Now that the Storms Have Past 7/8

Sunday was quite the stormy day across the Valley.

The post before this post describes our potential for severe weather on Sunday, so now we'll take a look now at what actually happened.

With a cold front that was expected to push through the area, the WHSV Meteorologists declared a Severe Weather Alert Day.

That means that we were expecting some bad weather throughout the day. While this doesn't guarantee catastrophic weather, it means that we see enough ingredients out there and that there is the potential to see some bad storms. We try to give you as much of a heads up as possible. So when we issue a Severe Weather Alert day that's your cue to pay attention to the weather that day, and tune into to WHSV whether it be on TV, Online, Facebook, or Twitter.

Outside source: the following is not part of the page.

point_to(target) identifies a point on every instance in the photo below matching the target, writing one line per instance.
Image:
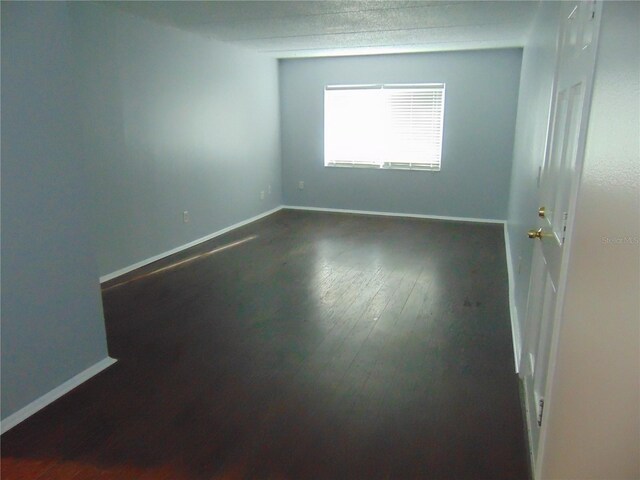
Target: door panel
(557, 193)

The cold front was moving into an area of very unstable air, temperatures in many areas through the Valley saw 100 degrees!

As the afternoon progressed, the cold front started to clash with the highly unstable air and thunderstorms started firing up around 3pm, as seen from this visible satellite image.

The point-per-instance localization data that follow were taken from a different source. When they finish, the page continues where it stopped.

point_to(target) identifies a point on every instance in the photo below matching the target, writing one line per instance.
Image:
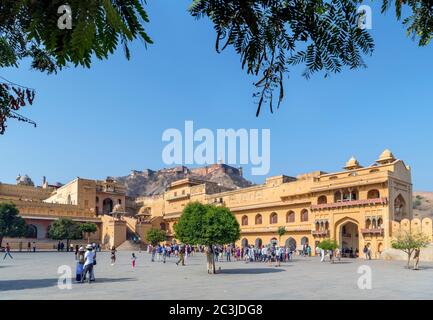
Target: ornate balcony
(178, 197)
(320, 233)
(351, 203)
(373, 231)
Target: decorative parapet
(373, 231)
(245, 229)
(353, 203)
(320, 233)
(179, 197)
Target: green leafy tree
(30, 30)
(88, 228)
(155, 236)
(409, 242)
(281, 232)
(65, 229)
(207, 225)
(11, 224)
(328, 244)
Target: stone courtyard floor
(34, 276)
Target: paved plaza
(34, 276)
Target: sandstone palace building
(356, 206)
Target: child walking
(133, 260)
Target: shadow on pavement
(251, 271)
(21, 284)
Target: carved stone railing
(320, 233)
(373, 231)
(178, 197)
(352, 203)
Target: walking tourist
(416, 259)
(337, 254)
(89, 257)
(113, 255)
(164, 253)
(153, 250)
(322, 254)
(80, 264)
(7, 251)
(369, 251)
(365, 251)
(181, 255)
(133, 258)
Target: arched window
(273, 219)
(244, 220)
(380, 223)
(258, 219)
(304, 215)
(322, 200)
(107, 206)
(373, 194)
(244, 242)
(399, 208)
(291, 244)
(290, 217)
(367, 223)
(337, 196)
(258, 243)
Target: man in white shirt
(89, 258)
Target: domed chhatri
(386, 157)
(24, 181)
(118, 208)
(352, 164)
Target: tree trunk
(210, 261)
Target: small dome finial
(352, 163)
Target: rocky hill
(153, 182)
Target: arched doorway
(304, 241)
(31, 231)
(107, 206)
(291, 244)
(244, 243)
(258, 243)
(349, 239)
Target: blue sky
(109, 119)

Look at the puffy cloud tops building. A severe thunderstorm watch was issued by the Storm Prediction center shortly before the storms began.

 

 

This means that conditions are favorable to see severe thunderstorms. Again, it does not guarantee it but it does mean the potential is there.

Several storms throughout the Valley became severe through the late afternoon and evening.

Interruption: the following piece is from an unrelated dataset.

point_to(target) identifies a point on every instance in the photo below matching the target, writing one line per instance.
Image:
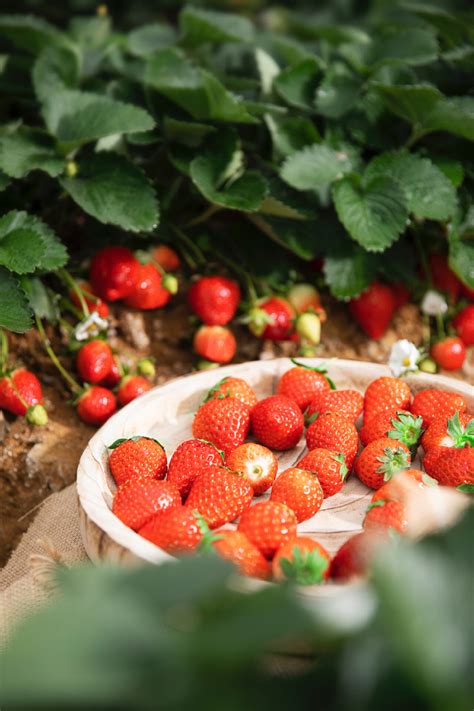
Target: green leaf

Take a look at some of the strong storms that we have severe thunderstorm warnings on. 

This particular storm caused power outages in Grottoes after some trees fell into power lines.

Unfortunately, many people had just gotten their power back on! 

 Before losing it again on Sunday night. 

 

This same storm sank just south enough and moved over Waynesboro causing more power outages.

 

Remember many trees and power lines are still very weak after the June 29th derecho.

 

Storms started to quiet down a little after 8pm as the front was making it's way through the rest of the Valley.

But the storms weren't over with just yet.

Many areas that hadn't seen rain, especially in the Higher elevations, Rockingham, and Shenandoah counties were finally starting to pick on some good rain.  

What had happened was, the front basically stalled out over the lower portion of Shenandoah county.

Take a look at this image here from WeatherUnderground.

This shows the front just parked over the Valley late Sunday night.

So later on Sunday night closer to midnight, storms not only started again, they were strong to severe storms especially over northern Shenandoah county!

Storms were riding along the front from the east, and moving right into the Valley.

The good news is many areas received some much needed rain.

The bad news is we did see plenty of trees down once again.

This is probably a good time to go and trim any trees around your yard in the event of more storms. I'm sure we've got plenty of weakened trees in the area since many of the storms we have been seeing are really packing some incredible wind gusts.

Now that the front has stalled to our south, we are still looking at more rain this week. Thunderstorms are not out of the question but we should see more much needed rain.

Our thoughts are some areas could pick up a few tenths to maybe a quarter of an inch of rain each day, especially in the southern Valley (Highland and Augusta county, maybe even southern Rockingham).

By the end of the week, we think many areas have the potential to see 1"-2" of rain! Boy wouldn't that be a big change! So whoever is doing the rain dance, I think it's much appreciated.